Lo que no significa que la poeta sea una activista, sino una mujer que pretende decir la verdad a través de su cuerpo. “Se podría afirmar: yo soy mi cuerpo”, sostiene el poema “Abolirse”, mientras rompe tabúes, mientras demuestra que la bifurcación entre lucha y canción no supone, como sostiene la crítica literaria, el camino hacia el gran logro, sino un sendero peligroso que conduce al narcisismo, la abstracción y la negación: “¿Cuánto cuerpo tendría que perder para no ser yo?” Para concluir: “Cortarte las uñas te modifica existencialmente”.
En el poema “Mujer adentro”, el lenguaje es el camino hacia el futuro donde “una mujer hace puenting dentro del hombre sobre el que [está] escribiendo”. En “Estructuras familiares”, la vida sucede dentro de férreas construcciones (“una pareja que mira porno con animales mientras devora una fuente de palomitas”), que la gracia poética y la sorpresa pretenden revelar y destrozar. En “Yo quería ser una mujer trabajadora”, la poeta se enoja, y esa ira es fertilizante. Pero no es la polémica (“Me gustaba obedecer, así que estudié lo que me dijeron…”) sino la intensidad de la mirada (“me aparté de los niños para sonreír a los adultos”); no sólo el uso controlado de la dicción (“me convertí con treinta y cinco en una trabajadora mantenida … y seguí sonriendo, especialmente a mis empleadores”), sino la reinvención formal (“mis palabras … hurgaban roedoras en la basura”).
Los poemas de la autora de Color carne (2009) o El falso techo (2013), son entidades políticas explosivas, nunca trucos o juegos o vanos ejercicios de artesanía (aunque exquisitos). Tras haberlos leído (y releído), he comprendido que las y los poetas no estamos destinados a flotar sobre el mundo, sino a arder, junto al dolor, la soledad y la indignación del mundo.
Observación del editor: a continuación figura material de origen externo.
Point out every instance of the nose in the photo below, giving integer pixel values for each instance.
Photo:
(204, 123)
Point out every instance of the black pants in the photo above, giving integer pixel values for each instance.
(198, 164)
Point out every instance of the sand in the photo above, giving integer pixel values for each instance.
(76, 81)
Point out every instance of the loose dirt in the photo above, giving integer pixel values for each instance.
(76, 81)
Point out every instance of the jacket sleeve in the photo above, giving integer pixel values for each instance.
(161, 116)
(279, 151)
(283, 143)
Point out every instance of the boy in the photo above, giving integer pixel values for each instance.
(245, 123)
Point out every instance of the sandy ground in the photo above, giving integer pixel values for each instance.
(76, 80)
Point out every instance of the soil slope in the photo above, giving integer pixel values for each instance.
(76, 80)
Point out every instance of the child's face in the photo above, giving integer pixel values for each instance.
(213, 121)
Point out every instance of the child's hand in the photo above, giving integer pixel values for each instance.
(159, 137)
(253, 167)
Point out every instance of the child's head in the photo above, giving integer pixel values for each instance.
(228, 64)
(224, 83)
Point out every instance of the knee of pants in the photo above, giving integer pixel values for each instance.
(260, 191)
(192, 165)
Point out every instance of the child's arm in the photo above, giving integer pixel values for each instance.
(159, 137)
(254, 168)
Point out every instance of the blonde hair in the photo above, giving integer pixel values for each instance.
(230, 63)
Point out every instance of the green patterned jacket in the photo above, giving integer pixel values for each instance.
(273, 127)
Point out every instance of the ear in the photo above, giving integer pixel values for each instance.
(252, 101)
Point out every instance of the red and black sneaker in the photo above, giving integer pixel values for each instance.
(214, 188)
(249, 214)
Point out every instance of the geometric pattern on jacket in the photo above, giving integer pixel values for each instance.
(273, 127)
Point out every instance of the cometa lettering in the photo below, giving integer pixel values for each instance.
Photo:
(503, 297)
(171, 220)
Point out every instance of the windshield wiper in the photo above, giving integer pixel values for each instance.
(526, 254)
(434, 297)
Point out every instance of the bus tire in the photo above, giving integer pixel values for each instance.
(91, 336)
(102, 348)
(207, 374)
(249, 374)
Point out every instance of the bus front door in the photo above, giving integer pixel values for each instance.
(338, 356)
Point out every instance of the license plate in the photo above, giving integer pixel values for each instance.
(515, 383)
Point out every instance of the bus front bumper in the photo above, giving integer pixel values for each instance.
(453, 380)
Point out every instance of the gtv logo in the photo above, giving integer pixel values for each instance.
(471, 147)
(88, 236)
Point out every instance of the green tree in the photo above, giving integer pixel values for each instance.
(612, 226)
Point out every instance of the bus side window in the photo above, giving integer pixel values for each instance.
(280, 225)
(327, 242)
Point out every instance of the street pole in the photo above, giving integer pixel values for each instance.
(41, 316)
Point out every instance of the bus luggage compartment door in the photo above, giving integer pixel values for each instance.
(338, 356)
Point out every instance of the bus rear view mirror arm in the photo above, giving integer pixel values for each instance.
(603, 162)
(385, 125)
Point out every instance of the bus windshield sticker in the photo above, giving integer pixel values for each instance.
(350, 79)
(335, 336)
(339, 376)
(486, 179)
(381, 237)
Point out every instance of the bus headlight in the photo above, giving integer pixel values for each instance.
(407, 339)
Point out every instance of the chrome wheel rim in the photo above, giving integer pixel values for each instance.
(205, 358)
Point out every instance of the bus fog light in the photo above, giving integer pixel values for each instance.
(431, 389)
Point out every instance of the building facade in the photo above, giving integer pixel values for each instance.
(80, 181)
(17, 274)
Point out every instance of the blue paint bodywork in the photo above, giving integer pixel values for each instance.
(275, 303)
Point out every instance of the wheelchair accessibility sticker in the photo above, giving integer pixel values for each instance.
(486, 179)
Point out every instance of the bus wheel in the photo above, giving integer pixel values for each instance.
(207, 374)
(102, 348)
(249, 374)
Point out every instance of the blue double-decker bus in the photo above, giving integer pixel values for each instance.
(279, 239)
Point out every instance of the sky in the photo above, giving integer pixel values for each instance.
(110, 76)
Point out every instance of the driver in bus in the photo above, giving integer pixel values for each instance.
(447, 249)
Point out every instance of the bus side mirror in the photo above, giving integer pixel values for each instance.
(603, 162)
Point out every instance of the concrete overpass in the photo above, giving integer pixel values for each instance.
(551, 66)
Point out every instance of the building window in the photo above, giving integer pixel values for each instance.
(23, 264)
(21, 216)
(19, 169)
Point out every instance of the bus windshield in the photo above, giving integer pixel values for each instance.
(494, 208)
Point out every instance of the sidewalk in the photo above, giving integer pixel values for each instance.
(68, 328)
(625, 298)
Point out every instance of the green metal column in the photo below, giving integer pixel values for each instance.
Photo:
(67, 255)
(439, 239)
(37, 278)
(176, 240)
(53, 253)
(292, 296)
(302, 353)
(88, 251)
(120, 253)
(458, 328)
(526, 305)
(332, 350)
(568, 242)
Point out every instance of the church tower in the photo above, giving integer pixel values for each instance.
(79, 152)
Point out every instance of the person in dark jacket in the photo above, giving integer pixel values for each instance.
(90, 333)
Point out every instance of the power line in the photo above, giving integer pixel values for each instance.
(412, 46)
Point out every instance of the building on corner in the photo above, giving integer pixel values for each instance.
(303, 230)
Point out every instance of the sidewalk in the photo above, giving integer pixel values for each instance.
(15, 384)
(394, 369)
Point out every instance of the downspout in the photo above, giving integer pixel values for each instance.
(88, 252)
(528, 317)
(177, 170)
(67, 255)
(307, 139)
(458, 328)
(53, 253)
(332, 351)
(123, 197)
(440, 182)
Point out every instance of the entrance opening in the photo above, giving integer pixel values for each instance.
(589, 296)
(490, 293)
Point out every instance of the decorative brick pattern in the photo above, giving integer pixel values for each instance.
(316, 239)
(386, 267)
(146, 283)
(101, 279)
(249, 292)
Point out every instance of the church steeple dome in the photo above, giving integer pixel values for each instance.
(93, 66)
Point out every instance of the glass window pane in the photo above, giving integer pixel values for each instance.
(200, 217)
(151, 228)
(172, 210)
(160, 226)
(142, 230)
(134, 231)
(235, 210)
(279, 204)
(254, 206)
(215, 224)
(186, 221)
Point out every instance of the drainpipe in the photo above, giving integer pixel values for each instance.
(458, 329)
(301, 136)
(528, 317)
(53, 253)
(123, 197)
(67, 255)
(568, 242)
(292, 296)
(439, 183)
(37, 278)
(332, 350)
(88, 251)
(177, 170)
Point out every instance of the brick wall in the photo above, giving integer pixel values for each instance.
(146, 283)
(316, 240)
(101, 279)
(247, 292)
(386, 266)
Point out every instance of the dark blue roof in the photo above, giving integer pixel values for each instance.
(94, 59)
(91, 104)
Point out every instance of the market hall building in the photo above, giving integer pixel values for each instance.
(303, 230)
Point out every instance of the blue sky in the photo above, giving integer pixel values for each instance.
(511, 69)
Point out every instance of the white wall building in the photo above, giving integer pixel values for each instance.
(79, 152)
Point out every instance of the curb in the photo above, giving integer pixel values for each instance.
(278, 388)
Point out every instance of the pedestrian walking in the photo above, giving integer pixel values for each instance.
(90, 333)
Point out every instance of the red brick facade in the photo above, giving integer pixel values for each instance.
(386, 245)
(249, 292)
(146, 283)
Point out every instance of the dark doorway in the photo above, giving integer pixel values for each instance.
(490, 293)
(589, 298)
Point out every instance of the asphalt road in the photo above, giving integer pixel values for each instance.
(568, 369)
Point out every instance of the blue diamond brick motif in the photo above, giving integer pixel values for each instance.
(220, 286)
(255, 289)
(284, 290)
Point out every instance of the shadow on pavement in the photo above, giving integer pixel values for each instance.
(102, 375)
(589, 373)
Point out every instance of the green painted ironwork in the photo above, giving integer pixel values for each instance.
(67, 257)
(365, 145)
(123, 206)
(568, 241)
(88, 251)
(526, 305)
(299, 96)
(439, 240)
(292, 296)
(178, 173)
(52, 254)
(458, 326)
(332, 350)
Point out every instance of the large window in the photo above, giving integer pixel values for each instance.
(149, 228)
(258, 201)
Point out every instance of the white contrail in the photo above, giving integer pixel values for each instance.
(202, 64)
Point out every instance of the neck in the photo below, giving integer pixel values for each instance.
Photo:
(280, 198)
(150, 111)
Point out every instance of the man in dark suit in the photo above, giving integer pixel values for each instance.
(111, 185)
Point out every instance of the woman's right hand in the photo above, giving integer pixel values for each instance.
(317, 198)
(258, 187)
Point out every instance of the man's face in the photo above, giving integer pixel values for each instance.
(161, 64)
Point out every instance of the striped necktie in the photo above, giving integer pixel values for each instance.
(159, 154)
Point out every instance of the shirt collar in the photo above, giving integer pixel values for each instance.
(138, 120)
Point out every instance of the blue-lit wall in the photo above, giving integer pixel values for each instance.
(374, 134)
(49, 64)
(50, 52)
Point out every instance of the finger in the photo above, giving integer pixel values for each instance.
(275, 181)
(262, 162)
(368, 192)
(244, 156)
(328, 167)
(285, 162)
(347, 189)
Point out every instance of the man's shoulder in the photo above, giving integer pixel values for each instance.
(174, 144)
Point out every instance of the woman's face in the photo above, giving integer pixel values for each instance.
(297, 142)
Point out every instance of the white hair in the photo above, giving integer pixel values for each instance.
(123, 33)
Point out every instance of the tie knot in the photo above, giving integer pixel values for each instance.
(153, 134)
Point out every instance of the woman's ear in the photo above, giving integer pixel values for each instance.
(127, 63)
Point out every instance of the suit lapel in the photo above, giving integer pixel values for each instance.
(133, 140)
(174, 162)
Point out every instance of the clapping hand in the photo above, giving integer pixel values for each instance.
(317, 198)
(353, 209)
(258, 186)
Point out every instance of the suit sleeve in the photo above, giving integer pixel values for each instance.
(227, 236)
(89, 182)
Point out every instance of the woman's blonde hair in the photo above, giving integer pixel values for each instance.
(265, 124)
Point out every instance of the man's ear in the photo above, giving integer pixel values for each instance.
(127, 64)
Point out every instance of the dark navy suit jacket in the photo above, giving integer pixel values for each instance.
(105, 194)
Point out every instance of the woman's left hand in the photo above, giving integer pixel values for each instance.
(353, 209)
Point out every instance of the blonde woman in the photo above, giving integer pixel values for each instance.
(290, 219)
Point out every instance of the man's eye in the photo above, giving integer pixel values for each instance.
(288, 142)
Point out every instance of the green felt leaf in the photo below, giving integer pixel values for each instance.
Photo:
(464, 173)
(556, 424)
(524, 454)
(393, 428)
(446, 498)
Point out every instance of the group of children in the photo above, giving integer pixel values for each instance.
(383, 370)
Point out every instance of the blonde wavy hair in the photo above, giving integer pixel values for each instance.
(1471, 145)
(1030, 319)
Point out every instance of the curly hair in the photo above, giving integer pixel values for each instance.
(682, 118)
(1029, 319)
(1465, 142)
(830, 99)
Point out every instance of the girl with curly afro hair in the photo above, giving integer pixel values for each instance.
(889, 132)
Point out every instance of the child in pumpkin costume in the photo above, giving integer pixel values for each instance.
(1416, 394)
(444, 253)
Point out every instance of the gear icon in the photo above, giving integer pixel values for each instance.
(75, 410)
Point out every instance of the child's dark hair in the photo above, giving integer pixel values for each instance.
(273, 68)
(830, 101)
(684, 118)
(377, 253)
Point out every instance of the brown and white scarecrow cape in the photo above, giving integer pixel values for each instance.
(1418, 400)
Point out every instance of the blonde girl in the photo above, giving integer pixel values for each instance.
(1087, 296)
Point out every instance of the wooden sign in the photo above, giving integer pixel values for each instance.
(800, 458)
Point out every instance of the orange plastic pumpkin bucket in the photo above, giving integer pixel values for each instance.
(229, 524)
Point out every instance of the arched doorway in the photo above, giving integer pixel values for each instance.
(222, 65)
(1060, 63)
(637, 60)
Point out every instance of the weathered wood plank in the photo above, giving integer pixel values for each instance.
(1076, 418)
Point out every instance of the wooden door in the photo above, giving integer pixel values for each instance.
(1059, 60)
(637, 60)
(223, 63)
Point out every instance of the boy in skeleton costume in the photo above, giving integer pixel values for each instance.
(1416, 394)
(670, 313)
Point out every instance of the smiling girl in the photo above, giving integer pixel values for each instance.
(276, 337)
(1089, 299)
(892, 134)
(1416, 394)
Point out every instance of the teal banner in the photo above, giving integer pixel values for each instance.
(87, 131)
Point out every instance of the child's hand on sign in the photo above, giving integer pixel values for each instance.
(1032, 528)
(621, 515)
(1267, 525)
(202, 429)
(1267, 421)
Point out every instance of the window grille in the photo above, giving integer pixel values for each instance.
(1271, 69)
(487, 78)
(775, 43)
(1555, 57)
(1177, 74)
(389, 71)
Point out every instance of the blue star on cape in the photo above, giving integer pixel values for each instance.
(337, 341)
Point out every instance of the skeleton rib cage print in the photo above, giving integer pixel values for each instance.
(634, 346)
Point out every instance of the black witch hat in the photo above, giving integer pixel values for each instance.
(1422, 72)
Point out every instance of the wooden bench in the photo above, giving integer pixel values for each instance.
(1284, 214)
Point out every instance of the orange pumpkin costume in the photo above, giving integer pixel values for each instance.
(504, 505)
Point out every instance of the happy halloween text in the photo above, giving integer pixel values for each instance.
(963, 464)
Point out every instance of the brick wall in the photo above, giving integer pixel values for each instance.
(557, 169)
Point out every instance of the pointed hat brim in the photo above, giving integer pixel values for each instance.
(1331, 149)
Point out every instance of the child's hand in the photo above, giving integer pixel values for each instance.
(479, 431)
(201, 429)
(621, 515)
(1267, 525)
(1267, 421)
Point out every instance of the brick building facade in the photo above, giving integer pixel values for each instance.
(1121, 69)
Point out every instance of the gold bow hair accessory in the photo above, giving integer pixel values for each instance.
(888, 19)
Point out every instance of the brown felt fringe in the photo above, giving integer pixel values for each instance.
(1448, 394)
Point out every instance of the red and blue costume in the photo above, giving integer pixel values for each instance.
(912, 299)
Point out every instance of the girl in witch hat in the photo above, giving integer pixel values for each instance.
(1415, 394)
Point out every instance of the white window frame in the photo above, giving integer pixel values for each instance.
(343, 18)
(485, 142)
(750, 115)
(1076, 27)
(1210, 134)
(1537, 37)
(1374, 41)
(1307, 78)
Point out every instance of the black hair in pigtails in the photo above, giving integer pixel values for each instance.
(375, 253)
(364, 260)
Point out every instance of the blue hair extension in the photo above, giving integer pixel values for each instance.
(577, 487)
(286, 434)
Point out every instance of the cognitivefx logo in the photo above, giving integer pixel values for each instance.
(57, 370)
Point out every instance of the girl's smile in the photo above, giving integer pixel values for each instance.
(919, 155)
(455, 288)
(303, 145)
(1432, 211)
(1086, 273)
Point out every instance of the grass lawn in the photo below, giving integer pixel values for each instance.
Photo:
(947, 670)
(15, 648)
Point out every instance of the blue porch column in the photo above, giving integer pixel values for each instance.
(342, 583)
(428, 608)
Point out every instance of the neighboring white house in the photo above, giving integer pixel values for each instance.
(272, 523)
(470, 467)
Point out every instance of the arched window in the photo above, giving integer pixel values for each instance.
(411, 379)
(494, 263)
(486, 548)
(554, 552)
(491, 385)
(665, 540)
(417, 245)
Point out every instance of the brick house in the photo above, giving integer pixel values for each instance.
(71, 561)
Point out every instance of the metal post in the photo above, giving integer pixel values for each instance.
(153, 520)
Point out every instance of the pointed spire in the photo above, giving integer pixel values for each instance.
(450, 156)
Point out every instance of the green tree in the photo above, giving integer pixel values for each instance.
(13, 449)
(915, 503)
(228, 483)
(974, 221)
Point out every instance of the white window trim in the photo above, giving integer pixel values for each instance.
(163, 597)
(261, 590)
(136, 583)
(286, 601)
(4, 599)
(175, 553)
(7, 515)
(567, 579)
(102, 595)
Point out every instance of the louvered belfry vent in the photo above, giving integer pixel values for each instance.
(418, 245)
Los poemas de “Mujer agita los brazos…” nos recuerdan la belleza de lo que carece de atractivo; nos prometen ese parentesco que sólo concede la distancia. EM es una poeta que cree que lo personal, lo político y lo poético son inseparables, una escritora que llama a la inteligencia tanto como a las emociones, mientras obra ese raro milagro: te hace pensar con el corazón y sentir con la cabeza.